# Powerskin case for Tbolt for $5 shipping



## Nomad1600 (Jul 9, 2012)

I can't even comment on quality, or size, or fit, but for $5 (1 cent for the case, and 4.99 shipping) it is worth a shot to see if it is usable, at least on travels where longer battery life is important. There is also a code (MYFREEPSK) you can enter to eliminate the 1 cent, so you get the case for free (well, just the shipping charge). I ordered one five minutes ago, so YMMV when you try to order.

Saw this posted on XDA and the poster pointed out that (1) it makes the phone bigger and (2) you lose access to the kickstand. I also have a Trent external battery charger that I use on trips, especially when I know access to an outlet is challenging (eg airports) but hopefully this will be useful when I don't want to carry the Trent around.

http://www.power-skin.com/battery-cases/htc/thunderbolt-battery-case.php


----------



## quickdraw86 (Jan 30, 2012)

Nice find! I remember reading about these when they first came out some time ago, they were positively received by most reviewers, might give it a shot. How much was shipping?


----------



## Nomad1600 (Jul 9, 2012)

quickdraw86 said:


> Nice find! I remember reading about these when they first came out some time ago, they were positively received by most reviewers, might give it a shot. How much was shipping?


In the OP, and I suspect it may vary by shipping distance/location, but for me it was $4.99. I am guessing they ship from their HQ location which appears to be in Orange County, California. So from Los Angeles to Houston it was $4.99.


----------



## beatz (Sep 23, 2012)

Thanks for the share. I just ordered one.


----------



## Hellboy (May 8, 2012)

That's not bad would be real handy. Might have to order one. Can't beat 5 bucks. To bad I don't live next to the company I would buy a hundred at their front door lol.

Sent from my ThunderBolt using Tapatalk 2


----------



## Hellboy (May 8, 2012)

Nomad1600 said:


> In the OP, and I suspect it may vary by shipping distance/location, but for me it was $4.99. I am guessing they ship from their HQ location which appears to be in Orange County, California. So from Los Angeles to Houston it was $4.99.

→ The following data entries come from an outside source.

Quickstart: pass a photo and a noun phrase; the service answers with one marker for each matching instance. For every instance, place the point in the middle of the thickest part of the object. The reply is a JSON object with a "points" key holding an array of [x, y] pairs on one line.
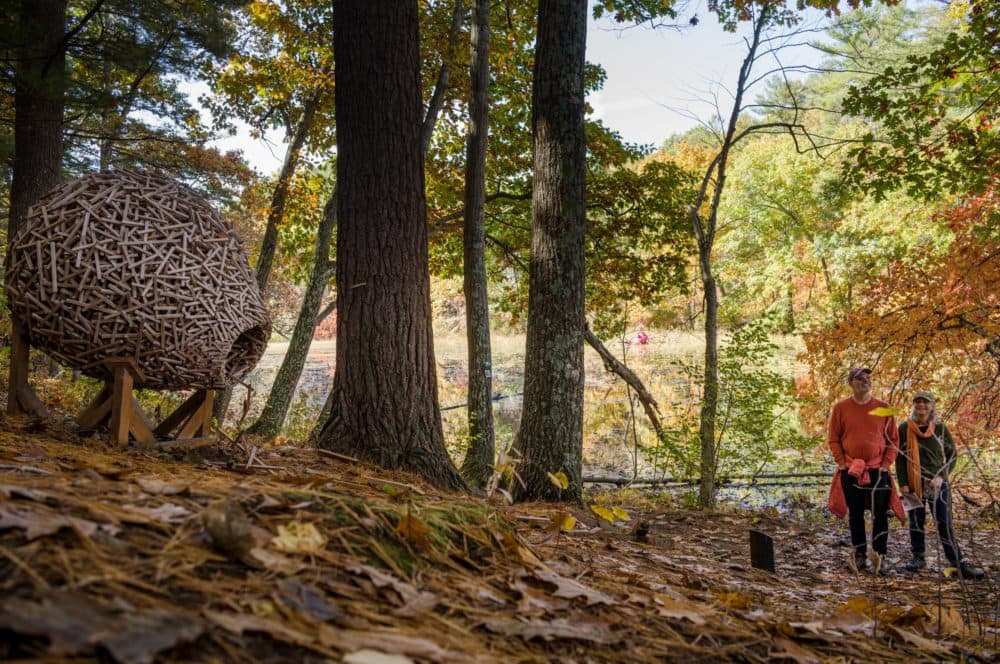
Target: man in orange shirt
{"points": [[864, 446]]}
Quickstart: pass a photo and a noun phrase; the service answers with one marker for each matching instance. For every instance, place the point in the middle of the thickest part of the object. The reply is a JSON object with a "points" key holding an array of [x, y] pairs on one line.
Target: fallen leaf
{"points": [[560, 628], [414, 530], [298, 537], [228, 527], [307, 601], [168, 513], [570, 588], [925, 644], [274, 562], [37, 522], [74, 623], [620, 514], [559, 480], [680, 609], [603, 513], [367, 656], [162, 488], [793, 651], [13, 490]]}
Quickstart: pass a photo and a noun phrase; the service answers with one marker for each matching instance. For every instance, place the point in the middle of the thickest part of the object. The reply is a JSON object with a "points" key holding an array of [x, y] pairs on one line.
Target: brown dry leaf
{"points": [[73, 624], [570, 588], [159, 488], [414, 531], [534, 601], [369, 656], [515, 548], [735, 600], [238, 623], [37, 522], [793, 651], [307, 601], [925, 644], [389, 642], [228, 527], [274, 562], [298, 537], [681, 609], [408, 594], [548, 630], [15, 491], [952, 621], [167, 513]]}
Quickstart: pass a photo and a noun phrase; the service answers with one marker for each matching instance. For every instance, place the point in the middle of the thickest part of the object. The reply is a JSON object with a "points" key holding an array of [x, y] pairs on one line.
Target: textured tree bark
{"points": [[385, 405], [550, 438], [39, 85], [272, 417], [479, 460]]}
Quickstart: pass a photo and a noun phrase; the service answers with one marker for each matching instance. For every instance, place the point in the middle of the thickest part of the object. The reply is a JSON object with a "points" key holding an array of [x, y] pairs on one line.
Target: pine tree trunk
{"points": [[385, 405], [39, 86], [272, 417], [479, 460], [550, 438]]}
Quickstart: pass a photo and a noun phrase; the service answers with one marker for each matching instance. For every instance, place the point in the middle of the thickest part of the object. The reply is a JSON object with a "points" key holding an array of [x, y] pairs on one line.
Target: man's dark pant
{"points": [[941, 505], [875, 494]]}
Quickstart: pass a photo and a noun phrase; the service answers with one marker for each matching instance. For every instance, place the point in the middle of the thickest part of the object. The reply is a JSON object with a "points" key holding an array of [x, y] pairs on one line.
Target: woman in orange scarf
{"points": [[927, 456]]}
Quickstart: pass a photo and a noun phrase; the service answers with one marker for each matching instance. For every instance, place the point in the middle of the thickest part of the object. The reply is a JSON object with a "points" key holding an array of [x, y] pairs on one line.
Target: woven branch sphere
{"points": [[138, 265]]}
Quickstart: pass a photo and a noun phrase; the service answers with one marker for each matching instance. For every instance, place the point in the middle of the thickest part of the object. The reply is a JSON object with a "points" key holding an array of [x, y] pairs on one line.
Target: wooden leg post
{"points": [[20, 397]]}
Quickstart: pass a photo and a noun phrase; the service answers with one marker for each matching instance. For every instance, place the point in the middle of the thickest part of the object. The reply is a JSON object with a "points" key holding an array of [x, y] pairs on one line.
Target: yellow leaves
{"points": [[299, 537], [414, 531], [884, 412], [603, 513], [559, 480], [610, 514]]}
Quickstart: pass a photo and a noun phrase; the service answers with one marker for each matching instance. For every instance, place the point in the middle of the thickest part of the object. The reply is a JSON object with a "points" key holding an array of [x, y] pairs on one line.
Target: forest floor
{"points": [[290, 554]]}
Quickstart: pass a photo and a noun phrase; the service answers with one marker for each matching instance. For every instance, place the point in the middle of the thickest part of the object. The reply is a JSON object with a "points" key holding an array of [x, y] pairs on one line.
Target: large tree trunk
{"points": [[385, 405], [39, 84], [479, 460], [272, 417], [550, 438]]}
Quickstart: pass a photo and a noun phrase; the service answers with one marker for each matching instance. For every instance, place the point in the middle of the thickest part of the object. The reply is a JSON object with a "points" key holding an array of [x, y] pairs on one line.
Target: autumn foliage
{"points": [[931, 322]]}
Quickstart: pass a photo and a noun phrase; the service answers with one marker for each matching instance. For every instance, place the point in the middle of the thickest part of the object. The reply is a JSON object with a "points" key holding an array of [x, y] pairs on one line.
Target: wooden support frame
{"points": [[116, 406], [20, 397]]}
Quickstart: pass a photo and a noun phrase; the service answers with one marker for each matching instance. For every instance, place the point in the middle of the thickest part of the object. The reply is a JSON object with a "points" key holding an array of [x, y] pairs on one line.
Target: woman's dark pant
{"points": [[942, 516], [875, 495]]}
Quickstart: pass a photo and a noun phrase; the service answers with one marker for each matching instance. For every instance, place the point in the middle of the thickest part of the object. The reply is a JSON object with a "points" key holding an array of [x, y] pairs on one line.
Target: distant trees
{"points": [[384, 398]]}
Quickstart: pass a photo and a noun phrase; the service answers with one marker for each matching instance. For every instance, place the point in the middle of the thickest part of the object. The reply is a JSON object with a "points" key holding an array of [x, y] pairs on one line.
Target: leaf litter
{"points": [[133, 556]]}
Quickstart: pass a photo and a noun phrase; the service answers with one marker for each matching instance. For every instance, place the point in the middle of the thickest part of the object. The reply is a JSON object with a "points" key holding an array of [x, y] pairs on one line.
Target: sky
{"points": [[656, 79]]}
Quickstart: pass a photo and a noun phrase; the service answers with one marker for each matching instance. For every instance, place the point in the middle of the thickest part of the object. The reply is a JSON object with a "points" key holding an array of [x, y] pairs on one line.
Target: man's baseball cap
{"points": [[857, 371]]}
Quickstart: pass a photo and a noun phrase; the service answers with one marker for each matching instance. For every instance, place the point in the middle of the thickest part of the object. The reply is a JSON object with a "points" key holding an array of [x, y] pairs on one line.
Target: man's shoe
{"points": [[967, 571]]}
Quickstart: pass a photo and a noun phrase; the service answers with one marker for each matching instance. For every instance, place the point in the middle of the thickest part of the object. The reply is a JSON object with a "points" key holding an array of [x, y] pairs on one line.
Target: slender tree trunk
{"points": [[479, 460], [710, 394], [385, 404], [272, 417], [550, 438], [39, 86], [275, 215], [279, 198]]}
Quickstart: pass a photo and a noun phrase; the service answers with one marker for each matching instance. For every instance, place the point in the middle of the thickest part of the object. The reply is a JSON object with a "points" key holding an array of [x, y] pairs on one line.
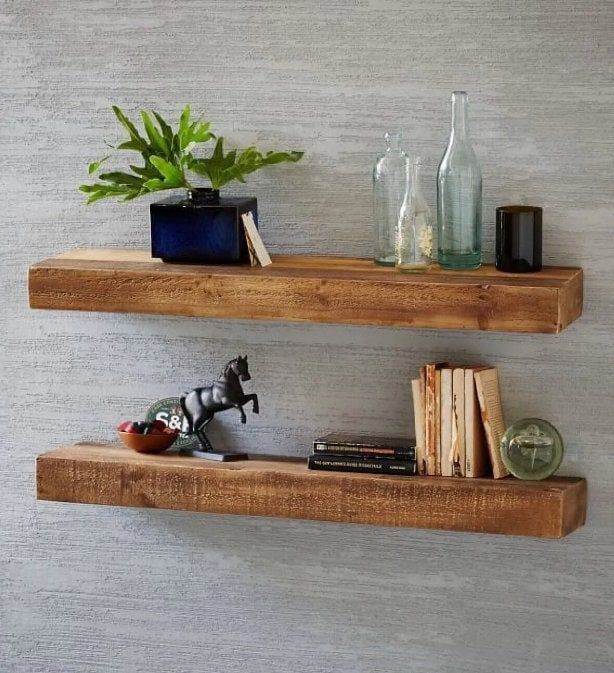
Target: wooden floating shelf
{"points": [[314, 289], [278, 487]]}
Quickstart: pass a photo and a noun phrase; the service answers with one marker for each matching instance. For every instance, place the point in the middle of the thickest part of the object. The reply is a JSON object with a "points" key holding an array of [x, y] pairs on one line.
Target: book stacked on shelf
{"points": [[459, 421], [357, 453]]}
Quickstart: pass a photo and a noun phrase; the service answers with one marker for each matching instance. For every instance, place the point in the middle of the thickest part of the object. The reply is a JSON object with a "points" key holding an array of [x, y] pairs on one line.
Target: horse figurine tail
{"points": [[186, 414]]}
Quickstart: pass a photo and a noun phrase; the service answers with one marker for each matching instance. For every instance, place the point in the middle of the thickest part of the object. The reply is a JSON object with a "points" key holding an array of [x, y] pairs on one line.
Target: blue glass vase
{"points": [[202, 228]]}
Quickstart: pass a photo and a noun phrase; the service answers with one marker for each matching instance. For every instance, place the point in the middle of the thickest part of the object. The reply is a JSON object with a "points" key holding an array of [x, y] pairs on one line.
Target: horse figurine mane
{"points": [[201, 404]]}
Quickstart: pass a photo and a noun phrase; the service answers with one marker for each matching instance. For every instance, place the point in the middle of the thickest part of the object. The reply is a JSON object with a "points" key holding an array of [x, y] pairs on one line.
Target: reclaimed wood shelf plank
{"points": [[341, 290], [284, 487]]}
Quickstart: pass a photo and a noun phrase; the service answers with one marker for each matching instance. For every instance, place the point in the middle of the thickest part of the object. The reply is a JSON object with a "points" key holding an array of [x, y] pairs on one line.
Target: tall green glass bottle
{"points": [[459, 196]]}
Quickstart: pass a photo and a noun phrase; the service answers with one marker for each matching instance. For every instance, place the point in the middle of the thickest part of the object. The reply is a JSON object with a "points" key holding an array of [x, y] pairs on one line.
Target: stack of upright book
{"points": [[459, 421], [357, 453]]}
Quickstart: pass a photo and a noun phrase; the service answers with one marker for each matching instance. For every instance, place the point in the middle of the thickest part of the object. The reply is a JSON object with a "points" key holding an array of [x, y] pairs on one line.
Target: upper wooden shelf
{"points": [[316, 289], [278, 487]]}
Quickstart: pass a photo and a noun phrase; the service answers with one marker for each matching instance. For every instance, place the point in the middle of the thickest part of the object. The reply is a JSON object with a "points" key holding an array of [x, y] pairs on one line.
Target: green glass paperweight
{"points": [[532, 449]]}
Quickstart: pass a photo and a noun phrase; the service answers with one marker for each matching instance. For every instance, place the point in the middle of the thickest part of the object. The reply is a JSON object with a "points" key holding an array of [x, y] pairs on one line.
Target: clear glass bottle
{"points": [[459, 196], [415, 230], [389, 184]]}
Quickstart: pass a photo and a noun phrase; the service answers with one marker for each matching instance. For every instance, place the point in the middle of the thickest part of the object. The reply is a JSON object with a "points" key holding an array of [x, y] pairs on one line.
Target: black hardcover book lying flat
{"points": [[375, 465], [343, 444]]}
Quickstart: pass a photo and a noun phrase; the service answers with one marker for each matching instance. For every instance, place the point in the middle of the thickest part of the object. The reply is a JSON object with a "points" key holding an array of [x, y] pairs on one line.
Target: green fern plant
{"points": [[168, 159]]}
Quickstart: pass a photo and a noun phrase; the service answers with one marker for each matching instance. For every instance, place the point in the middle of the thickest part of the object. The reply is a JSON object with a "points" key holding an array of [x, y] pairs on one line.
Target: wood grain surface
{"points": [[278, 487], [309, 288], [90, 589]]}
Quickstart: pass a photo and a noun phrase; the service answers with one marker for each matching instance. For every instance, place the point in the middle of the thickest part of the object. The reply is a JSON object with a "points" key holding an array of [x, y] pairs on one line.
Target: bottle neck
{"points": [[394, 141], [416, 177], [204, 195], [460, 125]]}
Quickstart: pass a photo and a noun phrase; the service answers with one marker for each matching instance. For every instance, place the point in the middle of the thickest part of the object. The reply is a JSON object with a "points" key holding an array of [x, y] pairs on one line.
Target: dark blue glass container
{"points": [[201, 228]]}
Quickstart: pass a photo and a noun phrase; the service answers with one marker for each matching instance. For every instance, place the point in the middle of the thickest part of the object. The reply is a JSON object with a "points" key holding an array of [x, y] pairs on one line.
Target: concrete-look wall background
{"points": [[109, 590]]}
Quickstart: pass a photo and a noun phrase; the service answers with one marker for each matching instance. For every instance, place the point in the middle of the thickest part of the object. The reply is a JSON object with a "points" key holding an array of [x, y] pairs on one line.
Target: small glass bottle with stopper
{"points": [[389, 180], [414, 248]]}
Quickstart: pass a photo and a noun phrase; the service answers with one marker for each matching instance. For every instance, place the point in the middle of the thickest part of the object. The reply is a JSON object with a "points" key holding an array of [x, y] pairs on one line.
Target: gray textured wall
{"points": [[93, 589]]}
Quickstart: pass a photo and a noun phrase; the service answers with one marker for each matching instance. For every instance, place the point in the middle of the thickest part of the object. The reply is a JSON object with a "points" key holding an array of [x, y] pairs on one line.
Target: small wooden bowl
{"points": [[154, 443]]}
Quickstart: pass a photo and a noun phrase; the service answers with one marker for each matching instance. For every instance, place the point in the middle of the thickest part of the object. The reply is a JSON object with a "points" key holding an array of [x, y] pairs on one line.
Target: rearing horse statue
{"points": [[201, 404]]}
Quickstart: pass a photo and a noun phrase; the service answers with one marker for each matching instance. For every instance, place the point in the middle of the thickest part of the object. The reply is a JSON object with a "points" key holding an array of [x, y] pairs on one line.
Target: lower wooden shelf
{"points": [[284, 487]]}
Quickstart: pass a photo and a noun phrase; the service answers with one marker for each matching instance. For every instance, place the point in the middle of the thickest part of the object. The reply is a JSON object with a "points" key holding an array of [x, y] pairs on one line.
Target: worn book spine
{"points": [[408, 453], [446, 422], [438, 423], [417, 390], [458, 420], [430, 444], [476, 457], [489, 398], [422, 463], [324, 461]]}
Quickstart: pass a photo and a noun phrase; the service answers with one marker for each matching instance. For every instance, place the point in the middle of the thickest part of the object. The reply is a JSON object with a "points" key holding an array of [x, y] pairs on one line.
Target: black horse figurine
{"points": [[201, 404]]}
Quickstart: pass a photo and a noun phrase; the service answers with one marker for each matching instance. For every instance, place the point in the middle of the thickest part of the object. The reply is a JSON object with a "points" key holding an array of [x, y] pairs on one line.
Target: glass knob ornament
{"points": [[532, 448]]}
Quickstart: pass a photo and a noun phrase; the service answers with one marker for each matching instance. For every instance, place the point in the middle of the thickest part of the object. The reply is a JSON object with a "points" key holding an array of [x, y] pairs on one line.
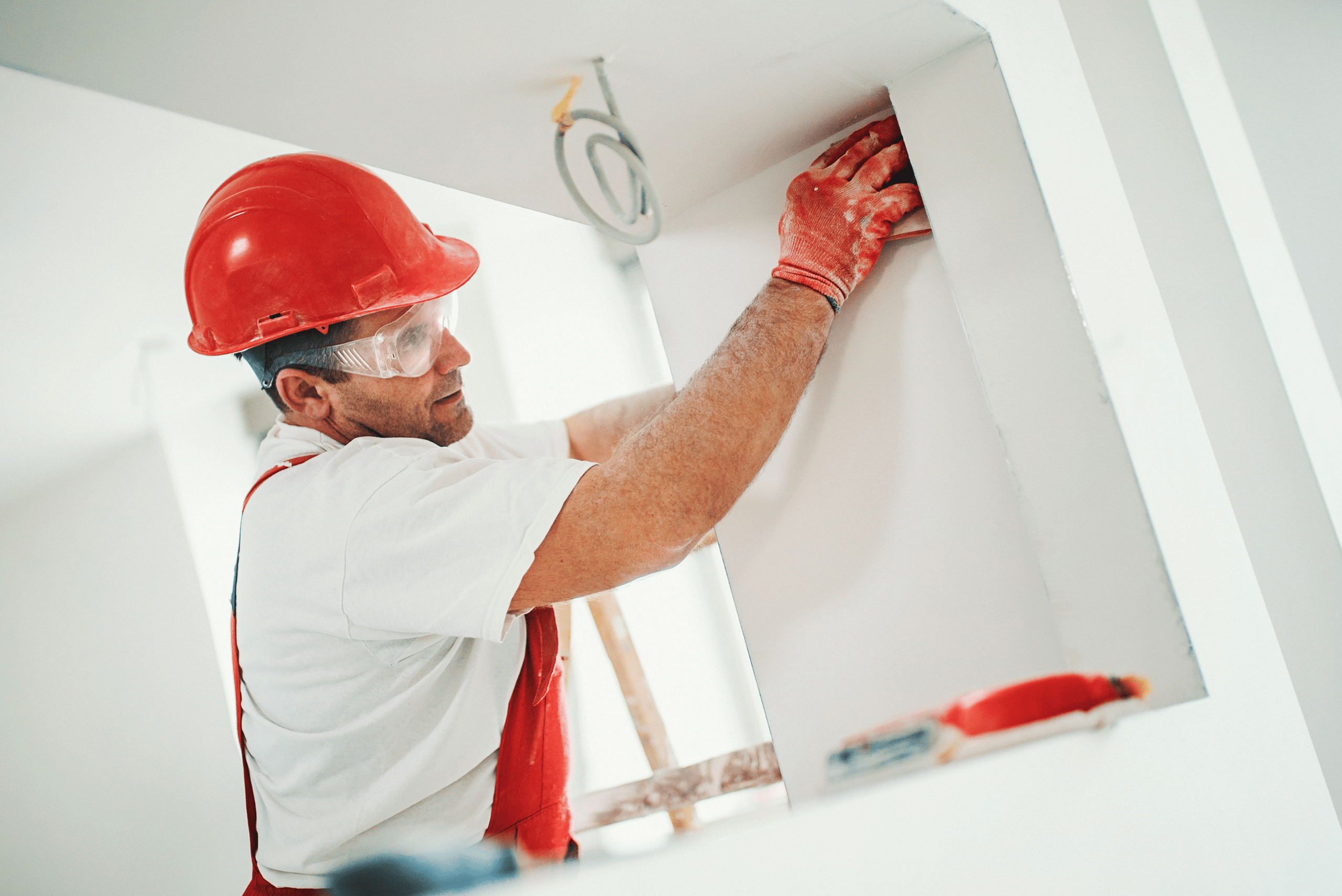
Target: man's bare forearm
{"points": [[673, 479], [593, 434]]}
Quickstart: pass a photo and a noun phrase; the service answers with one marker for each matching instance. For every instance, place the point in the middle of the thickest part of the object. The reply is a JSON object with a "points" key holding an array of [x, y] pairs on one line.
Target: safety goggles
{"points": [[404, 348]]}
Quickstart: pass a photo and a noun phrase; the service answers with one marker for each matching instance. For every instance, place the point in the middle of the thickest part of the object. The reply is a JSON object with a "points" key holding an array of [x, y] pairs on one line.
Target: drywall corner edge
{"points": [[1042, 376]]}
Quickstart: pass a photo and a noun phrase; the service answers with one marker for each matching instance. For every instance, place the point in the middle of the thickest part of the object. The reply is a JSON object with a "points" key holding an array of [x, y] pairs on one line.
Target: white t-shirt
{"points": [[373, 635]]}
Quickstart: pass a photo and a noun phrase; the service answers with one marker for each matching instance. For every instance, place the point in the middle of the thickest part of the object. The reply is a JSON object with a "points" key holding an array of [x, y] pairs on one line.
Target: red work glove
{"points": [[838, 217]]}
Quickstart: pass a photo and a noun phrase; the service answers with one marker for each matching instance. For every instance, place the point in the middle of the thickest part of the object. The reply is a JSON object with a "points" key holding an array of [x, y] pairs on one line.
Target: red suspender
{"points": [[531, 785], [258, 886], [531, 789]]}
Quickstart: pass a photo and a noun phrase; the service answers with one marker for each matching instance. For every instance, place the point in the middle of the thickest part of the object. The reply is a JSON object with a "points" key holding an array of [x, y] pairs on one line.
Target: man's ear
{"points": [[305, 393]]}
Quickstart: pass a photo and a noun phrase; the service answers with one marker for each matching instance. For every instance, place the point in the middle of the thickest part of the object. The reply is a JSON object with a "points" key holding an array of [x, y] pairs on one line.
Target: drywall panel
{"points": [[953, 506], [461, 93], [880, 563], [1226, 351], [1102, 566], [118, 769], [1215, 796]]}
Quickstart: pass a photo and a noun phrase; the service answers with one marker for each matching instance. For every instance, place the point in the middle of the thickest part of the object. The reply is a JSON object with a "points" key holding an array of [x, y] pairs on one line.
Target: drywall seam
{"points": [[1267, 265]]}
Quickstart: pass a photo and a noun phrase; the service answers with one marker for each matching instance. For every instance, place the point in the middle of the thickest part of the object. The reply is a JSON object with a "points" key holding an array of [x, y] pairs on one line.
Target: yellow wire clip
{"points": [[560, 116]]}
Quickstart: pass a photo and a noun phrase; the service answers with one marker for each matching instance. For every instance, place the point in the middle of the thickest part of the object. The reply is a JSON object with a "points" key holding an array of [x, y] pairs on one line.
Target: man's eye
{"points": [[413, 337]]}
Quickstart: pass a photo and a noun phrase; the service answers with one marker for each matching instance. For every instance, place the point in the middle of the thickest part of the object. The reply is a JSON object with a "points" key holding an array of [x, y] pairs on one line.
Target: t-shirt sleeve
{"points": [[512, 440], [442, 545]]}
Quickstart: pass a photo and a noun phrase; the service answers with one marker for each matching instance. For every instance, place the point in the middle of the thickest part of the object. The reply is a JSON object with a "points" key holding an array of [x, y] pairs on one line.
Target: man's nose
{"points": [[451, 354]]}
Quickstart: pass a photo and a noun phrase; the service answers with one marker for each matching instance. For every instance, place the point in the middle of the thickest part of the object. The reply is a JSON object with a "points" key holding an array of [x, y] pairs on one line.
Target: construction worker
{"points": [[395, 645]]}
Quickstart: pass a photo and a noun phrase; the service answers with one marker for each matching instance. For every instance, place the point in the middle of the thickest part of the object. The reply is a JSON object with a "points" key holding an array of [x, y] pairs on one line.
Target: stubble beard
{"points": [[398, 422]]}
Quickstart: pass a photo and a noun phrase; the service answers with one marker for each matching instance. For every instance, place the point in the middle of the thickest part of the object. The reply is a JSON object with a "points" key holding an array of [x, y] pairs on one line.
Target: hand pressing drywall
{"points": [[834, 253]]}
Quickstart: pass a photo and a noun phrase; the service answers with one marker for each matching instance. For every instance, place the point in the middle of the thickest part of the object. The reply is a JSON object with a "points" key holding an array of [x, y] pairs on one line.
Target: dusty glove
{"points": [[838, 215]]}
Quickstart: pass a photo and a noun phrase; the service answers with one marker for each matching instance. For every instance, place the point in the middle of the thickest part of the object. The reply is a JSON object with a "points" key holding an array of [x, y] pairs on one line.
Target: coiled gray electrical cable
{"points": [[643, 196]]}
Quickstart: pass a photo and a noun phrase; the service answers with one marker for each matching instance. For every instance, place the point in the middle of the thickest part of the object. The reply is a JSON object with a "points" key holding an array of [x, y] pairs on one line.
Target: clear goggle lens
{"points": [[404, 348]]}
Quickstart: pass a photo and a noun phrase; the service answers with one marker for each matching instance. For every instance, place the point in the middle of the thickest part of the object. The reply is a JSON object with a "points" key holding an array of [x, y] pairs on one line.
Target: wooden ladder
{"points": [[672, 789]]}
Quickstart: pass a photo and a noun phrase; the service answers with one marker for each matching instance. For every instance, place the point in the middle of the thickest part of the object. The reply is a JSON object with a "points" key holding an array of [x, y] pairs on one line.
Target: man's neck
{"points": [[320, 426]]}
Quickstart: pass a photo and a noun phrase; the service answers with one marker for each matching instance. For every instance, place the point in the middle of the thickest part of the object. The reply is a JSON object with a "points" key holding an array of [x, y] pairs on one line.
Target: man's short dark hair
{"points": [[301, 341]]}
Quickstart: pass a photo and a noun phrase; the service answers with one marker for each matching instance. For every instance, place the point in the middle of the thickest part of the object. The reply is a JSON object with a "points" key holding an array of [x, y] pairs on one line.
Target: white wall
{"points": [[1240, 395], [117, 769], [1282, 65], [554, 323], [880, 563], [1216, 796]]}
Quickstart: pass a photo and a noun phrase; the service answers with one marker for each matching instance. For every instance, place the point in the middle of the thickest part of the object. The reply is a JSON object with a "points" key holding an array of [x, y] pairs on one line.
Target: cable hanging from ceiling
{"points": [[643, 202]]}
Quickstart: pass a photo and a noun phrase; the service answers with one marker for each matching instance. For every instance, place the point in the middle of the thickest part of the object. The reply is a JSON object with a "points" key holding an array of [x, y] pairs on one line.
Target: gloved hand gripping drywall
{"points": [[838, 215]]}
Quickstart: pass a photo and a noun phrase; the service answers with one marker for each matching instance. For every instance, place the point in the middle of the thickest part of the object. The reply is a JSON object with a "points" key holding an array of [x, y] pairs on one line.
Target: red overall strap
{"points": [[531, 788], [258, 886]]}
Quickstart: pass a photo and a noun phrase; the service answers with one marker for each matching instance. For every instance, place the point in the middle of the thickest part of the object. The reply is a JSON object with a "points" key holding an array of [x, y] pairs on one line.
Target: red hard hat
{"points": [[300, 242]]}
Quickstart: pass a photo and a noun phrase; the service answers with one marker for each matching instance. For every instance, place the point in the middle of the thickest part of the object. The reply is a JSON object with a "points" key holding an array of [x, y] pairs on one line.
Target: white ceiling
{"points": [[461, 93], [99, 196]]}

I put in my info and I live in va and its still 4.99 shipping. So I guess that's flat rate year round

Sent from my ThunderBolt using Tapatalk 2


----------



## Nomad1600 (Jul 9, 2012)

My case arrived in the mail. I am charging it right now (comes with a short USB cord to connect the case to your laptop), but initial reactions: better looking than I expected, its a nice black rubber. I have a very cheap opaque/clear rubber (TPU) case that I use on occasion, this one is definitely nicer looking. I suspect I will have a different opinion once I put in and out of my pocket, since I suspect this will be a lint magnet. The heft and size of the case is also noticeable. It has a battery in the back, and I guess they have to shield it, since it definitely adds heft. I am guessing folks will say "Is that a phone in your pocket or are you just happy to see me?" Folks using the Seido or HTC extended batteries probably already know how this goes. And you lose access to the kickstand (does the extended battery lose that too?), but I probably used that twice in the past two years, so no biggie (btw, what was HTC thinking placing the charging port in a position that prevents you using the kickstand?).

Don't know how long it takes to charge (probably a longer time via USB) so I won't try running the phone down and charging off the case until tomorrow.


----------



## Jrmiller (Dec 20, 2012)

Thanks for the info. im gonna have to snag one for sh**s and giggles.


----------



## mr.pope (Dec 4, 2012)

I used mine for the first time today. Went about 5 hours before the phone's battery kicked in. It is made nicely, but it is a beast. Probably won't be a daily case, but it will be perfect when I go snowboarding. I have bluetooth in my helmet and listen to tunes all day. The battery is pretty near dead with everything off but bluetooth at the end of the day.


----------